Tapi di satu waktu, kau akan menemukan seseorang yang berwarna-warni.

Dan saat kau bertemu seseorang seperti itu, ia tiada bandingannya.

~ Wendelin Van Draanen (Flipped)

... I would rather share one lifetime with you than face all the ages of this world alone.  ¤Arwen&Aragorn¤

Jason POV

Bunyi derap langkah kaki polisi yang berlarian menyebar seolah datang dari berbagai penjuru, bercampur dengan teriakan hiruk pikuk kelompok Antonio yang tersudut bergema di segenap area di sekelilingku.

Suara sirine meraung dari kejauhan kian mendekat.
Aku mendengar seseorang menyerukan bahwa paramedis telah tiba, dan juga memperingatkan tentang betapa genting situasi setelah baku tembak dengan kelompok Antonio.

"Satu korban terjatuh."
kudengar seseorang berseru.

Kemudian aku melihat dari sudut mataku sebuah mobil ambulan berhenti sekitar dua ratus meter dari tempatku berada.
Beberapa petugas medis keluar dari dalamnya seraya menarik brankar bersama mereka.

Aku mempererat pelukanku pada tubuh Mia.

Satu-satunya yang dapat kurasakan saat ini, adalah ketakutan.
Itu menguasai diriku.
Begitu kuat, tak dapat kugambarkan.
Aku berlutut dengan memeluk erat tubuh Mia yang tak bergerak di pangkuanku, menekan punggungnya yang terus mengucurkan darah dengan mantelku.

Wajahnya pucat pasi dan kedua kelopak matanya terpejam erat.
Rambut mahogany-nya yang terurai  berubah warna menjadi pekat seperti karat karena noda darah.

Rasa panas menyengat kedua mataku ketika pandanganku mulai dikaburkan oleh air mata.

"Mia—" aku tercekat.

Semua pertahananku runtuh saat kurasakan tubuhnya yang terkulai lemah dalam pelukanku, perlahan semakin dingin.

Dan aku mulai kehilangan diriku.

"Kumohon, Mia, bukalah matamu." aku berbisik putus asa di wajahnya.

Tidak.

Ini tidak nyata.

"Sir, kami perlu mengevakuasinya," aku mendongak dan mendapati paramedis kini telah mengerumuni kami.
Mereka berjongkok di dekat Mia kemudian dengan cekatan memindahkannya ke atas brankar.
Salah seorang dari mereka menjaga tubuh Mia dalam posisi miring selagi memeriksa luka di punggungnya.
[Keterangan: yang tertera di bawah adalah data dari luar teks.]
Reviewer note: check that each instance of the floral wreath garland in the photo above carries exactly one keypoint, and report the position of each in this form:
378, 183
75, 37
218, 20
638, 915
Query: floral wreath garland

Ia mengembalikan mantel padaku, lalu menyisipkan kain tebal ke balik bajunya sebagai penggantinya.
Namun ketika melihatnya hendak melilitkan tourniquet ke tubuh Mia tanganku sontak terulur menahannya.

"Apa yang kalian lakukan? Itu akan membuatnya sangat kesakitan."

"Dia kehilangan banyak darah, tidak ada cara lain atau dia bisa kehabisan darah sebelum sampai ke rumah sakit."
"Kita tentu tak menginginkan hal itu terjadi." ujarnya tegas.

Kemudian ia berpaling pada rekannya yang masing-masing berada di sisi brankar.
"Analisis."

"Tekanan darah 145, dan terus menurun," salah seorang dari mereka berseru seraya memasukkan selang pernapasan melalui mulut Mia, sedangkan yang lain memasang infus di pergelangan tangannya.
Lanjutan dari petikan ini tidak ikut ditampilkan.